For the last three years, a unique community partnership between St. Catherine University, the Montessori Training Center of Minnesota, and Montessori Partners Serving All Children (MPSAC) has examined ways to eliminate the education and opportunity gap in early childhood. Thanks to a $1.1 million grant from Better Way Foundation, the partnership will now launch a large-scale, four-year intervention at five community sites.
Aptly dubbed “Serving the Whole Child,” the partnership aims to improve the wellbeing of under-represented and economically disadvantaged children and their families. This will be achieved through comprehensive service delivery that includes early childhood Montessori education; early childhood screenings, referrals and follow-up; one-on-one family resource interventions; and parent enrichment and social support events.
“What’s really exciting about this project is the opportunity to change life trajectories by intervening in early life, supporting the kids, and making sure that parents have what it is that they need in order to be successful,” says Mary Hearst, associate professor and director of St. Kate’s public health program.
For this kind of comprehensive approach to succeed for children in underserved communities, cultural competency is critical for educators and professionals who work with families. As part of the grant, culturally responsive training will also be provided to all partners.
“We’re working with American-Indian, Hmong, Karen, Somali, and Spanish-speaking communities. We’re working in North Minneapolis and St. Paul’s East Side,” says Hearst, who serves as principal investigator for partnership. “So there’s incredible diversity among the communities we’re serving.”
The partnership’s interprofessional approach opens up hands-on learning opportunities for St. Kate’s students in four academic disciplines: occupational therapy (OT), physician assistant studies, public health and social work. Students will fulfill internship, service learning, research, or fieldwork requirements in their respective programs.
“Not only are students learning about cultural and economic barriers, but how to interact with diverse and low-income communities,” says Hearst, “and they’re actually at community sites, so they get to see kids and families and neighborhoods that they may not have seen otherwise.”
For many students, this will be the first time they work with translators. Or critically examine whether the information they’re trying to relay is even culturally relevant. For example, OT students’ work around food, family mealtime and what that means for different cultures.
“The middle-class, white expectation that everybody sits down to a balanced dinner because we all work a day shift is different for people working evening shifts, right?” says Hearst. “And for cultures where men and women don’t typically eat together at the table — how do you have a family meal? So our approach and language around this kind of stuff needs to shift.”
The partnership will also address language gaps that exist in critical materials used for childhood screening and assessments.
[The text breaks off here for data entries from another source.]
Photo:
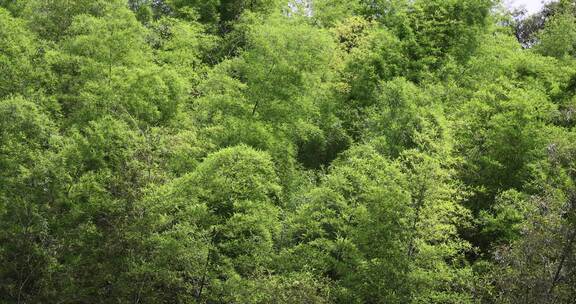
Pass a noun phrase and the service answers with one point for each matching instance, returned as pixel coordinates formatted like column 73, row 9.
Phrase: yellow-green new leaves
column 227, row 208
column 19, row 56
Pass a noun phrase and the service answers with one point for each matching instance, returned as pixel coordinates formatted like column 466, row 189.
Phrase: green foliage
column 264, row 151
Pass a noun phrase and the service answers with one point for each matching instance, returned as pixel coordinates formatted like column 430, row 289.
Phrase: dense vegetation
column 266, row 151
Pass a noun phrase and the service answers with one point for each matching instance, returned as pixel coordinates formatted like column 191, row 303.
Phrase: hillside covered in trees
column 275, row 151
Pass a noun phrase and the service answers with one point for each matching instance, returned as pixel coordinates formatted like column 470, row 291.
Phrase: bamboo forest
column 287, row 151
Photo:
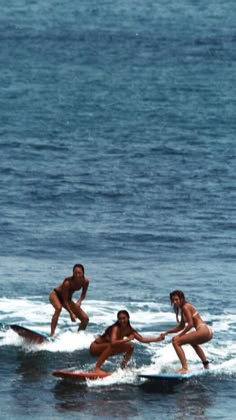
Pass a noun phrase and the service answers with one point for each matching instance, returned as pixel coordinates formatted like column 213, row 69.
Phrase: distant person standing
column 61, row 297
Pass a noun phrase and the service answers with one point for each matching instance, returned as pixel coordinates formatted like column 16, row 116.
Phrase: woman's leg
column 176, row 341
column 201, row 335
column 81, row 315
column 55, row 301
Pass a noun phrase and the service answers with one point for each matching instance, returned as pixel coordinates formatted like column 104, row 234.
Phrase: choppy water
column 117, row 151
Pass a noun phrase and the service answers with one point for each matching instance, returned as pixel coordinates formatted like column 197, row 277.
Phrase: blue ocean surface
column 117, row 151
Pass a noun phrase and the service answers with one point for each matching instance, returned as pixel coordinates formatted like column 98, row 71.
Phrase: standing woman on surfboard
column 61, row 297
column 116, row 339
column 190, row 318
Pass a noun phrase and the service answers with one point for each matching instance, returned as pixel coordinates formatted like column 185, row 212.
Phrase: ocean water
column 117, row 150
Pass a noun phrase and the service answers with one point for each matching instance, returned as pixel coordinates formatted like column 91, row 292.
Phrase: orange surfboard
column 82, row 376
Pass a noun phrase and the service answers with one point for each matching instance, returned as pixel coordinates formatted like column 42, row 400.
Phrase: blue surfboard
column 31, row 336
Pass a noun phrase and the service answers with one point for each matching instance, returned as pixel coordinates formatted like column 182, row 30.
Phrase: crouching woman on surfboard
column 190, row 318
column 117, row 339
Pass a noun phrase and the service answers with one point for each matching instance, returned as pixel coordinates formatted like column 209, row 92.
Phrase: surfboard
column 32, row 336
column 80, row 376
column 170, row 376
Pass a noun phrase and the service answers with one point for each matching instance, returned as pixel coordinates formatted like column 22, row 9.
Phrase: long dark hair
column 109, row 329
column 79, row 266
column 181, row 295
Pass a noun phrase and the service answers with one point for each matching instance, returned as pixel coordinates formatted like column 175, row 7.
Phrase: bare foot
column 182, row 370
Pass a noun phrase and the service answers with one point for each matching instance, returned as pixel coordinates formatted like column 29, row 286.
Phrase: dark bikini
column 58, row 295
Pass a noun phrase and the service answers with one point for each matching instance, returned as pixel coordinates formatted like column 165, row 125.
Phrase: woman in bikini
column 190, row 318
column 117, row 339
column 61, row 297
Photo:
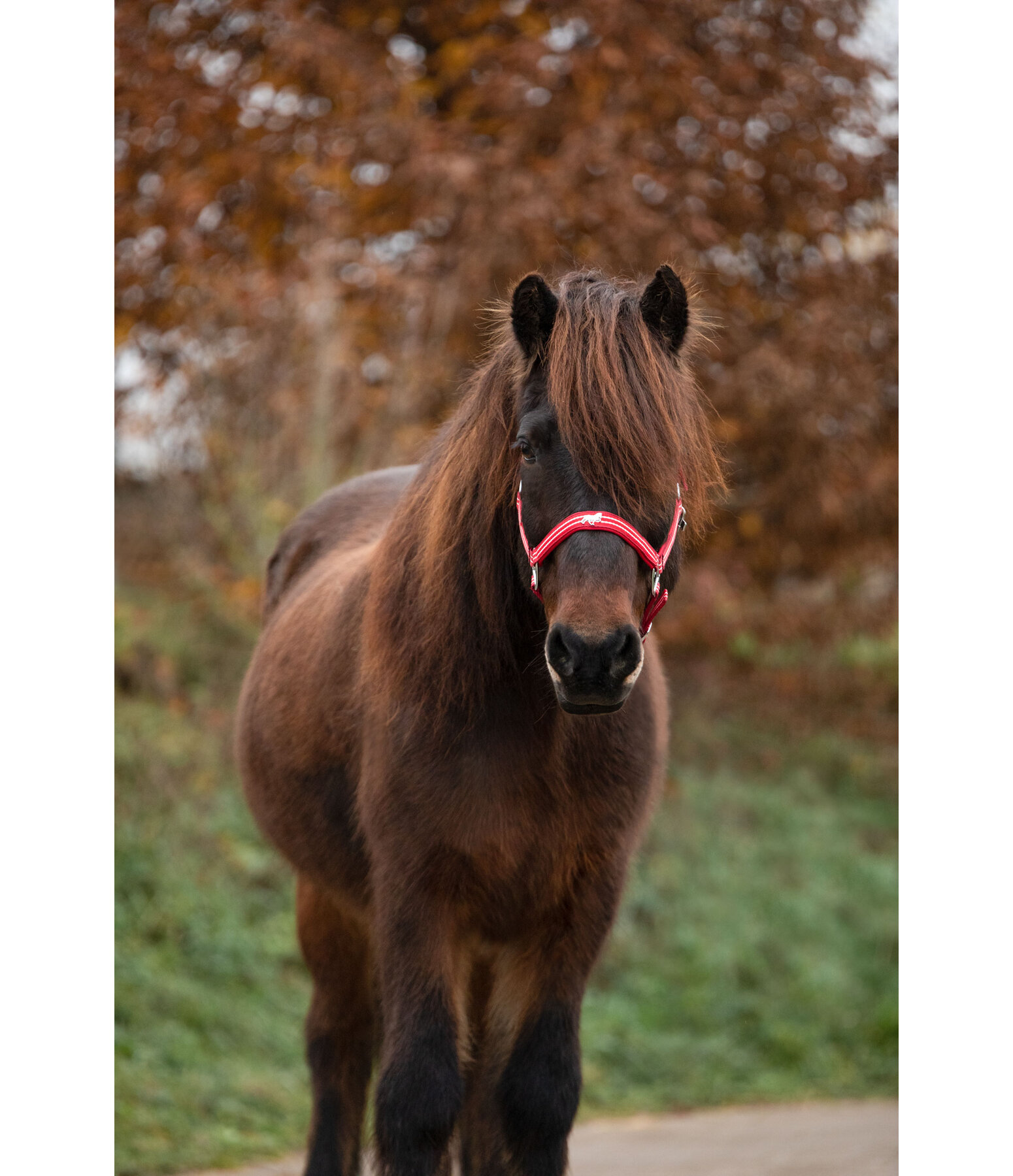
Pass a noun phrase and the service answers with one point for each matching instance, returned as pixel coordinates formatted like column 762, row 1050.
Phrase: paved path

“The materials are available in English, and some are standardized in Spanish, but many haven’t been standardized in Hmong, Karen or Somali,” she explains.
Ultimately, the University’s commitment to social justice drives their efforts to disrupt historic and institutional biases — what Hearst calls “perpetual structural violence” — that prevents children from fulfilling their potential.
“These are communities that have been abandoned by society for a long time, so this is a real opportunity to positively impact the lives of children and families,” says Hearst. “And in the process, equip students with the education and experience to be better professionals.”